Shares of Paramount Global dipped suddenly in afternoon trading on a CNBC report that Sony and Apollo may be “rethinking” their joint bid for the company.
The studio and private equity fund made a formal, but preliminary, $26 billion offer for the company controlled by Shari Redstone just as Par’s monthlong exclusive negotiating window with Skydance expired early this month. It wasn’t extended, but the David Ellison-led studio backed by Larry Ellison and RedBird Capital still has an offer on the table. A special committee of the Paramount Global board met then to consider the Sony-led deal, which is preferred by Paramount stockholders.
Sony and Apollo would need to conduct due diligence, a deep dive into Paramount’s financials and operations, in order to come up with a final offer but that process has not yet started, so the partners may be growing impatient. CNBC also cited Sony’s volatile stock price, as well as ongoing challenges in linear television.

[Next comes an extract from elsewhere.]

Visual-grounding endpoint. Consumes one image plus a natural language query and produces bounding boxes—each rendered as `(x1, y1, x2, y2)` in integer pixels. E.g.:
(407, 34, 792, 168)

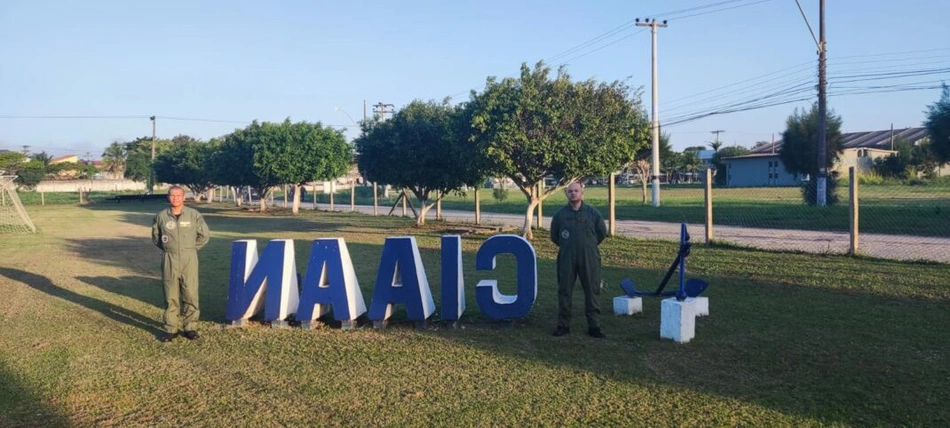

The joint offer would also face regulatory scrutiny on several fronts.
Paramount stock, which was higher for much of the session, dropped more than 5%, now changing hands at about $12.35. The shares have been buffeted by deal speculation all year.
It has been rather quiet on the Par deal front after a flurry of news as Skydance revised its offer several week ago. Its deal would see Skydance acquire Redstone’s controlling stake and pro-rated number of shares help by other stockholders. Paramount would go private.
Sony and Apollo, meanwhile, would buy in the company for cash, taking it private.